On Friday, Mace sided with the college, deciding that only a limited number of documents needed to be turned over by the college.
The college has collected all of the required documents and is prepared to produce them before Monday’s hearing, Glahn said at Thursday’s hearing.
The cases “shall proceed to their conclusions on Monday,” Mace said in the final order.
Since Engel and Wade were charged, hundreds of other protesters have been arrested at pro-Palestinian demonstrations — some of them violent — on U.S. college campuses.
At a May 1 protest on the Dartmouth Green, 89 peaceful demonstrators, including 63 students, were arrested for criminal trespass, shortly after a small tent encampment was set up on the college green. Pastore ultimately charged 55 people with violations — one step below a misdemeanor — and opted not to file charges against the 34 others who were arrested that night.
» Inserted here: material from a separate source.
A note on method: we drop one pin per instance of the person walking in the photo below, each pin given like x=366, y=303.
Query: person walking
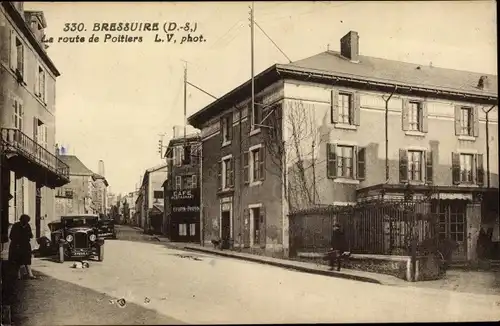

On Wednesday, Hanover police also arrested one student and one staff member during an appearance at the college by U.S. Sen. John Fetterman, D-Penn, as part of a speaker series tied to the election.
They were each charged with a single count of disorderly conduct after they stood and held up a Palestinian flag and chanted pro-Palestinian slogans.
Hanover Police also are investigating an Oct. 16 incident where “several suspects” painted the words “Free Palestine Divest” on the side of Parkhurst Hall, the college’s main administrative building that include Beilock’s office.